Communication: diversify communication practices to fit with target publics in order to inform users, persuade them and encourage good cleanliness practices in public spaces.
36. Choosing the right focus: communicating close to the places and times where positive or negative cleanliness behaviours take place or communicating new cleanliness measures on a 360° basis.
Setting up communication actions close to the time and place where positive behaviour needs to take place when the main objective is to change behaviour and encourage good practices. Continuing to develop campaigns based on mass media (television, press, door-to-door leaflets, etc.) when the main objective is to make an announcement or remind people of the existence of a measure.
37. Using multilingual information and awareness-raising campaigns (not just French, Dutch and English) about the rules of cleanliness and waste management.
Using multilingual information and awareness-raising campaigns (not just French, Dutch and English), organising the use of extra languages at a very local level through local organisations or actions on the ground. These campaigns will be adapted to different audiences (seniors, vulnerable people, illiterate people, etc.), different means of communication (social media, presence on the ground, etc.) and different languages, using symbols and pictograms where necessary.
38. Communicating about positive cleanliness practices on social media, especially for young people and newcomers, by involving influencers.

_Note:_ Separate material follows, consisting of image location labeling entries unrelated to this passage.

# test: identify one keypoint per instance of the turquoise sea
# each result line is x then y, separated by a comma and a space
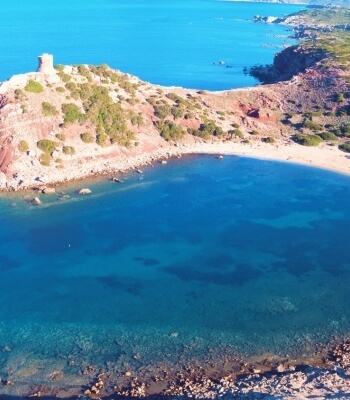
167, 42
199, 259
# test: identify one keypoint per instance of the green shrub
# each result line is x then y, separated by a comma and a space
48, 109
269, 139
61, 136
207, 129
19, 94
339, 97
59, 67
161, 111
328, 136
69, 150
45, 159
169, 130
64, 77
23, 146
307, 140
34, 87
136, 120
87, 137
72, 113
47, 145
312, 126
237, 132
345, 147
84, 71
345, 130
101, 139
177, 111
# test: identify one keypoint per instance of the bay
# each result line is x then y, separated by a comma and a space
200, 257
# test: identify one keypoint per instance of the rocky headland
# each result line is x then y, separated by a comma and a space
72, 122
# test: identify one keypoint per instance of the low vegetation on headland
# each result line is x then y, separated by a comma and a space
83, 115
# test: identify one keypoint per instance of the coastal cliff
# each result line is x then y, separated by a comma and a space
70, 122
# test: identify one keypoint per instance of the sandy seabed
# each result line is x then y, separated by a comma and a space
326, 382
34, 174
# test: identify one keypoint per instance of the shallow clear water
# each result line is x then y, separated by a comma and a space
172, 42
193, 257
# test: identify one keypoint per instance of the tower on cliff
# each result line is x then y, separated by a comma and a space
46, 64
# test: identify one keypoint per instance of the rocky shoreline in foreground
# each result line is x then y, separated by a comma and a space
325, 375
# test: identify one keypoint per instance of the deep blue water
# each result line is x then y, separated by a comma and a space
172, 42
199, 255
196, 257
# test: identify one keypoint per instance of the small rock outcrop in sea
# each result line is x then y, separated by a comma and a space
46, 64
84, 191
36, 201
48, 190
268, 19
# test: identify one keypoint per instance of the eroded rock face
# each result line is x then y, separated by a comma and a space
288, 63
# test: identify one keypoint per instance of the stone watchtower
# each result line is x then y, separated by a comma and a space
46, 64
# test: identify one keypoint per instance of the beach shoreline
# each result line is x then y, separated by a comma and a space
324, 157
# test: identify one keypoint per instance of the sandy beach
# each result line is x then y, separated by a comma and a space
325, 156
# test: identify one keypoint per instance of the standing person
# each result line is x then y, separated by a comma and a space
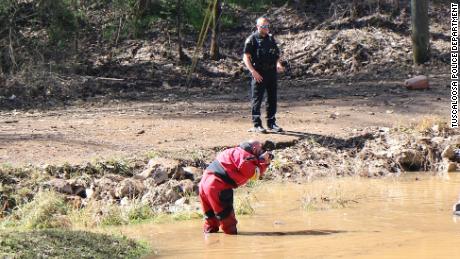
261, 56
232, 168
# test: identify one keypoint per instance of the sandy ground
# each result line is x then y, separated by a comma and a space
184, 123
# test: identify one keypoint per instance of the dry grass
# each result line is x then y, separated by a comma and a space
430, 123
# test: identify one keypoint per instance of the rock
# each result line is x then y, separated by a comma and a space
104, 188
448, 153
161, 169
417, 83
410, 160
192, 173
130, 188
181, 201
124, 201
74, 201
455, 140
60, 185
169, 192
187, 186
451, 167
71, 187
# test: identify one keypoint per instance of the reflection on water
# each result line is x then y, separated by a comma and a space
394, 218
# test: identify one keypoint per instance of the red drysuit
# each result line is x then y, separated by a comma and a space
232, 168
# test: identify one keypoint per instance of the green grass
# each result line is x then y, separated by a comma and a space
46, 210
57, 243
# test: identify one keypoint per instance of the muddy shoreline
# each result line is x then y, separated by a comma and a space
167, 185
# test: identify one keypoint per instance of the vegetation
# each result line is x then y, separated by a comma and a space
59, 243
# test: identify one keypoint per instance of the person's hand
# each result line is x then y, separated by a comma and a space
280, 68
257, 76
267, 157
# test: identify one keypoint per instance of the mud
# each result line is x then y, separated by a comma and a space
404, 217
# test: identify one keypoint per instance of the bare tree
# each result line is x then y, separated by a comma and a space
215, 31
179, 13
420, 31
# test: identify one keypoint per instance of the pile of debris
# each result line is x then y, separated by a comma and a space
377, 152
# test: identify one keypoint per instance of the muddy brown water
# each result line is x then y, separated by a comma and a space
388, 218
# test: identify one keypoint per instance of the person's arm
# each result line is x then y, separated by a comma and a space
254, 73
279, 67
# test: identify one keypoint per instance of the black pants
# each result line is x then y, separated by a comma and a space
257, 95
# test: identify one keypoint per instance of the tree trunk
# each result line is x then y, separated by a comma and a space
420, 31
217, 10
182, 56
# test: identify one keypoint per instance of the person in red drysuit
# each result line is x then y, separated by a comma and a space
232, 168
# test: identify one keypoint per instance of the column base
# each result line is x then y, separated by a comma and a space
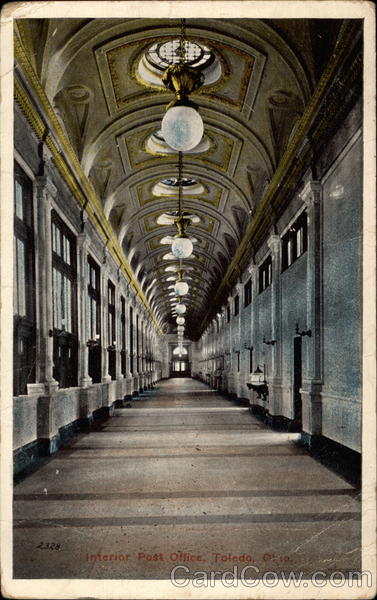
85, 382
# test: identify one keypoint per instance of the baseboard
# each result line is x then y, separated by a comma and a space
344, 461
30, 457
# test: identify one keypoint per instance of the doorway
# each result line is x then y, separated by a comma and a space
297, 383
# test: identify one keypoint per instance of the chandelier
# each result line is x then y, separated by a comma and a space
182, 245
182, 126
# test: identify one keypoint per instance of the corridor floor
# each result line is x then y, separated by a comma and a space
184, 476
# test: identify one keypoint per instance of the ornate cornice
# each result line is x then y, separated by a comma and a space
317, 120
35, 103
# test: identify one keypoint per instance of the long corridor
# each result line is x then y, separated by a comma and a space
183, 476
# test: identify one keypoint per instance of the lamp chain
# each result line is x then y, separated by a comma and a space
180, 184
182, 42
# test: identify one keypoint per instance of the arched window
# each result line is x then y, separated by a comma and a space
179, 351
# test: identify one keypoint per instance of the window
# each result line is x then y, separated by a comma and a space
94, 317
64, 276
180, 351
247, 293
94, 299
131, 341
24, 281
111, 334
265, 274
295, 241
250, 360
123, 335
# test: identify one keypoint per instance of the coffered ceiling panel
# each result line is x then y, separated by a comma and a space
104, 80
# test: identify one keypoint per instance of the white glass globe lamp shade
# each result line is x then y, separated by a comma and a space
180, 308
182, 247
181, 288
182, 128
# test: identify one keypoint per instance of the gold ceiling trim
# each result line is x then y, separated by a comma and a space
148, 198
345, 38
93, 206
210, 91
134, 141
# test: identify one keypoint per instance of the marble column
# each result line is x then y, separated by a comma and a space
45, 191
275, 396
118, 335
82, 247
311, 346
104, 324
253, 272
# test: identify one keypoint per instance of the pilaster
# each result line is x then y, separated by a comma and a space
274, 243
82, 250
312, 373
45, 190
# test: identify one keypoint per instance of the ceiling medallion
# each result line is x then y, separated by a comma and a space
182, 126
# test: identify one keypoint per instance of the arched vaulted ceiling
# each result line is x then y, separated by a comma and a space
110, 110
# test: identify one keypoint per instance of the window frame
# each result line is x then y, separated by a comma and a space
247, 292
24, 325
65, 340
298, 231
265, 274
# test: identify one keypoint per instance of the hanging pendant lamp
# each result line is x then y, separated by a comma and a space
182, 126
182, 246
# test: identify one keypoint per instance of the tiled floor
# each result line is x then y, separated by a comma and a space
184, 476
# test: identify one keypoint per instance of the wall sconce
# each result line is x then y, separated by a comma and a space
92, 343
258, 383
308, 332
58, 334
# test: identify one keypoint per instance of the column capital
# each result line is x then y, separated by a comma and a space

Increasing the use of digital social media in communication in order to attract the attention of different audiences (young people, newcomers, etc.) and show them good practices in terms of waste management and urban cleanliness, in particular through ‘influencers’ they identify with and respect.
39. Offering the municipalities in particular a practical guide to communication about positive cleanliness practices in public spaces, based on behavioural science.
Providing urban cleanliness actors in the Brussels-Capital Region with ‘practical guides’ in behavioural science, in particular in the context of the new call for cleanliness-related projects aimed at the Brussels municipalities, in order to help them optimise their communication efforts and encourage good cleanliness practices in public spaces better.
40. Communicating within the cleaning services of the municipalities and Bruxelles-Propreté and with the general public to promote cleaning professionals and their contribution to our well-being and the quality of our living environment.
Pursuing internal and external communication actions to assert the value of the cleaning occupations, in order to reinforce the positive perception of these occupations on the part of those who maintain and enhance the beauty of the living environment in our municipalities and our region, but also so as to regularly remind the people of Brussels of the importance of these occupations and the respect that this work deserves.